Gold slides 4% as Middle East escalation fuels inflation and rate-hike concerns - KITCO
“Paper Gold Slides”
Let's be clear: a 4% slide in gold is not a sign of weakness for your stack. It's a calculated shakeout by the paper markets, using the convenient narrative of Middle East escalation fueling inflation and rate-hike concerns. This is classic Wall Street misdirection designed to scare the weak hands. For anyone holding physical, this isn't a problem, it's a discounted entry point for those looking to acquire more real wealth at a temporarily suppressed spot.
The talking heads are linking a geopolitical event to inflation, which then supposedly mandates higher rates, making gold less attractive. This is the textbook, academic explanation. But what they're missing is the real inflation already baked into the system, the inflation that makes physical gold a necessity, regardless of short-term rate hikes. Rate hikes, especially if they lag behind actual inflation, mean nothing for your real purchasing power. We saw this in the 1970s; gold performed robustly even with rising nominal rates because real rates remained deeply negative due to rampant inflation.

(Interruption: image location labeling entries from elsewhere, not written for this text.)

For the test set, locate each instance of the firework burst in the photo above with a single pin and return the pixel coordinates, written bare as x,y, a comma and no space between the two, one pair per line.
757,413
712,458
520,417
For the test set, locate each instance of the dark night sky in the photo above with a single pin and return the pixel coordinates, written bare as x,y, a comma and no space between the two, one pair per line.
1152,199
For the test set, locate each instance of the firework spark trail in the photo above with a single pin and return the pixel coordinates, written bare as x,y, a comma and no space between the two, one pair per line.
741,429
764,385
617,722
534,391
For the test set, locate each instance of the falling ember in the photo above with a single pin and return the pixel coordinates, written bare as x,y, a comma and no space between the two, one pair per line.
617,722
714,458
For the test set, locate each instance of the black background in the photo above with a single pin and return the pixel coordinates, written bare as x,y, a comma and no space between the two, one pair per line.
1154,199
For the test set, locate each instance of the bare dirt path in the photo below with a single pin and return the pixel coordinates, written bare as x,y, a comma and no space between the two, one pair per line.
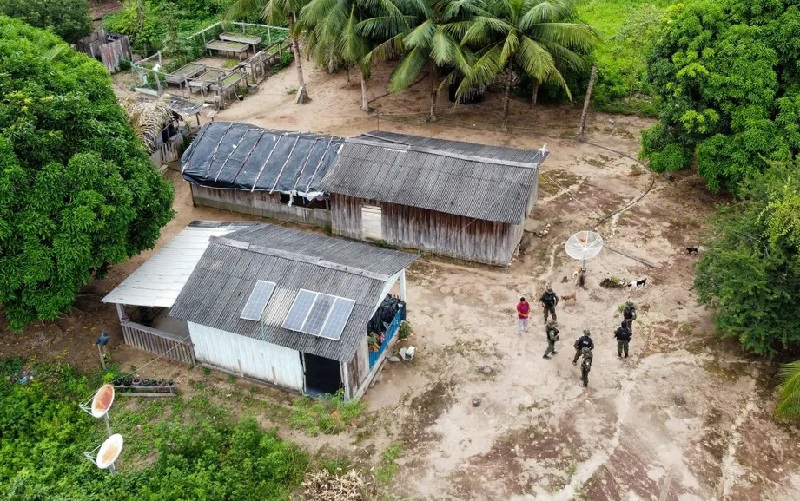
686,417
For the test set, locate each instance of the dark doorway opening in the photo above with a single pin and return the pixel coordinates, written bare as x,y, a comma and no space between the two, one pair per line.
322,375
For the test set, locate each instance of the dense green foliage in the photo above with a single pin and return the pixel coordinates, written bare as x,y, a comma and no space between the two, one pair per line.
788,406
627,28
200,452
68,19
727,76
750,273
535,38
77,190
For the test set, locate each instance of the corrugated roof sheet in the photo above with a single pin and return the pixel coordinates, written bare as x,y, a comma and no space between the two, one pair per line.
484,182
226,274
159,280
243,156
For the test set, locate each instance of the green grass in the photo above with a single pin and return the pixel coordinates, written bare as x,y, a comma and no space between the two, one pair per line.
625,26
204,451
385,471
330,415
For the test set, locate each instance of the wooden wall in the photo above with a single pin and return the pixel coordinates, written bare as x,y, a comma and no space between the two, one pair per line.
259,203
357,369
437,232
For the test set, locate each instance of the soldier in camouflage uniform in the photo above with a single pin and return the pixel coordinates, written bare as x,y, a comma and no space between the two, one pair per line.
552,336
629,314
623,336
549,301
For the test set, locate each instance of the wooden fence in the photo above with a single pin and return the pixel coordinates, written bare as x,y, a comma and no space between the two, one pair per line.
158,342
109,48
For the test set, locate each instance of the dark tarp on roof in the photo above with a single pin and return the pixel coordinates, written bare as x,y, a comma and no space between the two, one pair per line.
221,284
246,157
483,182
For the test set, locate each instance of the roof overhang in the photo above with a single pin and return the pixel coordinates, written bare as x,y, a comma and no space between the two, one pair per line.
159,280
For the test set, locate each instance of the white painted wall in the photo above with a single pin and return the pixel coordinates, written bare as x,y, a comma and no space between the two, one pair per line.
240,354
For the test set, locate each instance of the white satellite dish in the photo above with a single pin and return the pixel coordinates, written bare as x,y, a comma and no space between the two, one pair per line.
102,401
109,451
584,245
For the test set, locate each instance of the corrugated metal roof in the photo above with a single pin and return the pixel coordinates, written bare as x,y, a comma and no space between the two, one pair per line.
226,274
246,157
336,250
458,147
484,182
159,280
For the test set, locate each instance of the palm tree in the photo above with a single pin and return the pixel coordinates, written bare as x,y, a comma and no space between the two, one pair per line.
789,399
534,37
277,12
434,42
348,30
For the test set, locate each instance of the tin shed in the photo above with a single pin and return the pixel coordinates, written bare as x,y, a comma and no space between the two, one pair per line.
464,200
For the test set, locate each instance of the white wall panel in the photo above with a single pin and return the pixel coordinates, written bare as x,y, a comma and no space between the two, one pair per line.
257,359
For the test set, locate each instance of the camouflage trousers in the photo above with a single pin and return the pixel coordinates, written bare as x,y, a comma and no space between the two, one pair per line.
551,347
622,346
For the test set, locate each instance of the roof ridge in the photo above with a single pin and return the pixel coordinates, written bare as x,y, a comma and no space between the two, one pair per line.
294,256
443,153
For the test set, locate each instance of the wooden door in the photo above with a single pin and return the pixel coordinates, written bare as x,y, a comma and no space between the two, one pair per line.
371,222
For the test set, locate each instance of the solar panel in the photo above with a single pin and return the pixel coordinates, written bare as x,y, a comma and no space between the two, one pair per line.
258,300
337,318
299,310
318,314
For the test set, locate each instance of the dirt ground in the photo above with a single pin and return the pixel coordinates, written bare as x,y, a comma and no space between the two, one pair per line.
686,417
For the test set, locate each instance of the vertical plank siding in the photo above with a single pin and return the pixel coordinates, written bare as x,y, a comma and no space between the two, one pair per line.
249,357
259,203
158,342
455,236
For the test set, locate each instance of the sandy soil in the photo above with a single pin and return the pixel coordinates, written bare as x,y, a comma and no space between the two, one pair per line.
686,417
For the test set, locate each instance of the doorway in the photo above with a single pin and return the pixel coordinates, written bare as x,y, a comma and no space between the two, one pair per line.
323,375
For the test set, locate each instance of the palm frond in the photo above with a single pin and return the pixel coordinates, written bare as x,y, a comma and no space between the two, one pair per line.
483,72
407,69
543,12
789,398
386,50
421,36
534,59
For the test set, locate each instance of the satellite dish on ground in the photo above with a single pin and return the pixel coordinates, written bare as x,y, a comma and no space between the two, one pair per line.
102,401
109,451
584,245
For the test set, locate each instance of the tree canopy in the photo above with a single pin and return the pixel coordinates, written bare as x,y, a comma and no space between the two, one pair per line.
77,190
68,19
750,273
727,77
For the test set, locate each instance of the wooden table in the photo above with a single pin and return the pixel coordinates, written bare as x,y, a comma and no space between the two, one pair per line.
223,46
185,72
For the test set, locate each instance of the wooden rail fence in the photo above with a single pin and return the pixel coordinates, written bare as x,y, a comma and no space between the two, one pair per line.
158,342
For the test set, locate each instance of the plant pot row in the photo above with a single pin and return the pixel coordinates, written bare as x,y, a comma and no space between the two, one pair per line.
143,382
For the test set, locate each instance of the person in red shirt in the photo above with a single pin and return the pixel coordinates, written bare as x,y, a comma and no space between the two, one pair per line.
523,310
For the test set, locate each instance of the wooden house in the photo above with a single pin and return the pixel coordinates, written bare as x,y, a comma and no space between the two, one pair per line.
464,200
278,305
244,168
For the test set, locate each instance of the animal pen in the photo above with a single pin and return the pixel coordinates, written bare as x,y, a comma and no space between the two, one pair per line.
107,47
216,86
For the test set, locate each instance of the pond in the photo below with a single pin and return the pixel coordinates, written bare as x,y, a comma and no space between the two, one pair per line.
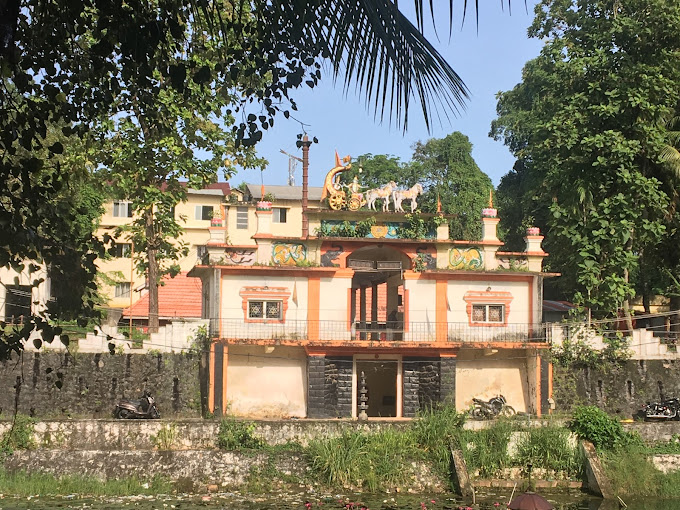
234,501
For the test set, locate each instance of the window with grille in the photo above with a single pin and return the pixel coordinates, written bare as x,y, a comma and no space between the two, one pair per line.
279,215
122,290
122,209
264,309
488,313
242,218
121,250
203,212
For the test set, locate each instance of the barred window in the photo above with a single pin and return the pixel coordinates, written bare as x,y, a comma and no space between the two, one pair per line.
122,290
122,209
488,313
242,218
264,309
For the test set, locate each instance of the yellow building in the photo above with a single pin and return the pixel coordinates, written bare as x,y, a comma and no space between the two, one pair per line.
349,317
123,285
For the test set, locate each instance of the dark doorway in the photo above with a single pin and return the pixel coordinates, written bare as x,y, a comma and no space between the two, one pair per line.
381,382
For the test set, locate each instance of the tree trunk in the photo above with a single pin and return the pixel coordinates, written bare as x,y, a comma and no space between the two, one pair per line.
626,309
152,272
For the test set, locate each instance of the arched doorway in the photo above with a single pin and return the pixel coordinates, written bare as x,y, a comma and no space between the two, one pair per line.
377,304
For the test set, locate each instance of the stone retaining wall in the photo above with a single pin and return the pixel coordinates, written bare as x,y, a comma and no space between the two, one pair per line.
91,384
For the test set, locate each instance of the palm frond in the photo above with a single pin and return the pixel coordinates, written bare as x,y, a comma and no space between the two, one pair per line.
376,49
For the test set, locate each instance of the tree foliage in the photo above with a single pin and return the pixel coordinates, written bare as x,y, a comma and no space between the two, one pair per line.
585,126
69,63
446,170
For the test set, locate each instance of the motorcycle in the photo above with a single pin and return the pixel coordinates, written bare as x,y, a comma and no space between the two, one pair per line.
487,410
144,408
664,410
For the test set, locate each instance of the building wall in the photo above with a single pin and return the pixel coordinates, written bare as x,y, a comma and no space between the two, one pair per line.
272,385
93,383
482,373
39,294
120,268
519,306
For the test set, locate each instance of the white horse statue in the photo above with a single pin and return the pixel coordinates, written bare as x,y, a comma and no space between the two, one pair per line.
384,193
412,193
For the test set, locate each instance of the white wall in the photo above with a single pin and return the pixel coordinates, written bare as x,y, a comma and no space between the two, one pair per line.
270,385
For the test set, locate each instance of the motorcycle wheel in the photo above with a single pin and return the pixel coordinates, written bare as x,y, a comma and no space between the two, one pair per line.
508,411
477,414
123,414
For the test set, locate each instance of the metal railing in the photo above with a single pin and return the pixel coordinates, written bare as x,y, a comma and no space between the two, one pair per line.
304,330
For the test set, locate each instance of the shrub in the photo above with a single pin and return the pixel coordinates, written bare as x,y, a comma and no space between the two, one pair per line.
236,434
20,436
605,432
549,448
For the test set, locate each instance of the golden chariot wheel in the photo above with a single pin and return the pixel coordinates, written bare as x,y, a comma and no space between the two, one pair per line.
354,204
336,202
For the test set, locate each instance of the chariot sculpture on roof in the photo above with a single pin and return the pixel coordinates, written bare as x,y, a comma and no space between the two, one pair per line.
338,198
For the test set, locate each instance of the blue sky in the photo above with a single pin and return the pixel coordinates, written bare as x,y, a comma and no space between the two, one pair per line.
489,61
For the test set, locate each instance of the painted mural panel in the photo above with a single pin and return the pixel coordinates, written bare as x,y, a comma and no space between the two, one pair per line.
466,258
330,254
513,263
288,254
239,257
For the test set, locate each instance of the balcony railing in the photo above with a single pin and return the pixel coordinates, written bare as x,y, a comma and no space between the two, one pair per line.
303,330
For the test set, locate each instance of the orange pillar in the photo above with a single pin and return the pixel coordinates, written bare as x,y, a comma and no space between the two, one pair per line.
225,364
211,378
538,384
441,311
313,292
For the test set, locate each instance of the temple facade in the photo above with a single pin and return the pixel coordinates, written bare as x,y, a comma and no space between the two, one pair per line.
312,308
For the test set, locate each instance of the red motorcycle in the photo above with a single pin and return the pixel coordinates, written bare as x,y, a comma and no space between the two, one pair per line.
144,408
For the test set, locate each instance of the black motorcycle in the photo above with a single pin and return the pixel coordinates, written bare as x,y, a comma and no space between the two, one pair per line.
144,408
487,410
664,410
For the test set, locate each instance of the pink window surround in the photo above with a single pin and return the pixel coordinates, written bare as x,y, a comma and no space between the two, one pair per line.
474,297
265,294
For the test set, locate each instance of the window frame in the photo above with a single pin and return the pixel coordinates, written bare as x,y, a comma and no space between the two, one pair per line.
125,250
242,218
117,204
265,295
485,307
265,309
120,294
205,210
487,299
276,214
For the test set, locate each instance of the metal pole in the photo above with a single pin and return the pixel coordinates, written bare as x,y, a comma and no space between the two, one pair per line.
305,184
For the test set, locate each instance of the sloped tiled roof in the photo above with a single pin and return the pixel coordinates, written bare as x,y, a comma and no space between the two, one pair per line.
281,192
178,297
557,306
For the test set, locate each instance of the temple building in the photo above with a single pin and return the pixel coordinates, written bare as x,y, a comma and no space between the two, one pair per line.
319,297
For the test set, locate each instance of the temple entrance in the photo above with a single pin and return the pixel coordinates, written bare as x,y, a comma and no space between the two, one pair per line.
383,383
377,307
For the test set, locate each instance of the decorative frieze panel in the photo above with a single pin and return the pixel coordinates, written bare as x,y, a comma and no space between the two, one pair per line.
466,258
233,257
289,254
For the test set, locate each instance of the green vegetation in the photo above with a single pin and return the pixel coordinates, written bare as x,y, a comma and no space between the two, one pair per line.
166,437
235,434
486,450
373,461
631,473
19,436
549,448
22,484
605,432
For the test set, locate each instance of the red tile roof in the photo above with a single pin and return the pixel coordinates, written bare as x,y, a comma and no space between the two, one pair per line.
178,297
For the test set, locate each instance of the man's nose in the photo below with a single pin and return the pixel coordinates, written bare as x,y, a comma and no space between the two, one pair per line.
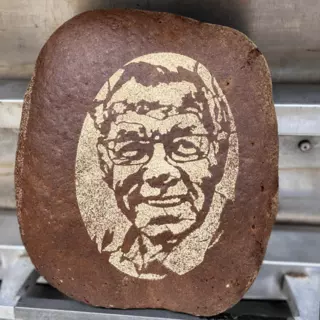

A single-day drop of this magnitude, pushing spot down to around 4240.5 from what was likely over 4400 earlier, is significant on paper. We haven't seen a single-day move this large since the initial panic of March 2020. But what happened immediately after March 2020? Gold went on to hit new all-time highs. These sudden corrections are healthy, cleaning out speculative long positions on the COMEX and resetting the board for the next leg up. The gold-silver ratio is currently at 62.8:1. If silver holds up better or recovers faster than gold, that ratio could compress, indicating silver's relative strength.
While the paper market does its dance, the physical market tells a different story. Dealers are likely seeing increased buying interest on these dips. Premiums on physical oz will hold firm, if not tick up, as savvy stackers use these moments to add to their holdings. You're not selling your gold to COMEX speculators at 4240.5. You're holding real wealth, disconnected from their fear-mongering and algorithms. The underlying fundamentals of endless money printing, escalating national debt, and persistent geopolitical instability haven't changed. In fact, the very "Middle East escalation" they cite as a reason for gold to fall is precisely why you need gold as insurance.
Watch the Fed's rhetoric carefully, but don't get caught up in their theatrics. Pay more attention to the actual inflation data, not just the headlines, and keep an eye on the physical demand indicators from mints and refiners. The long-term trend for physical gold and silver remains undeniably up.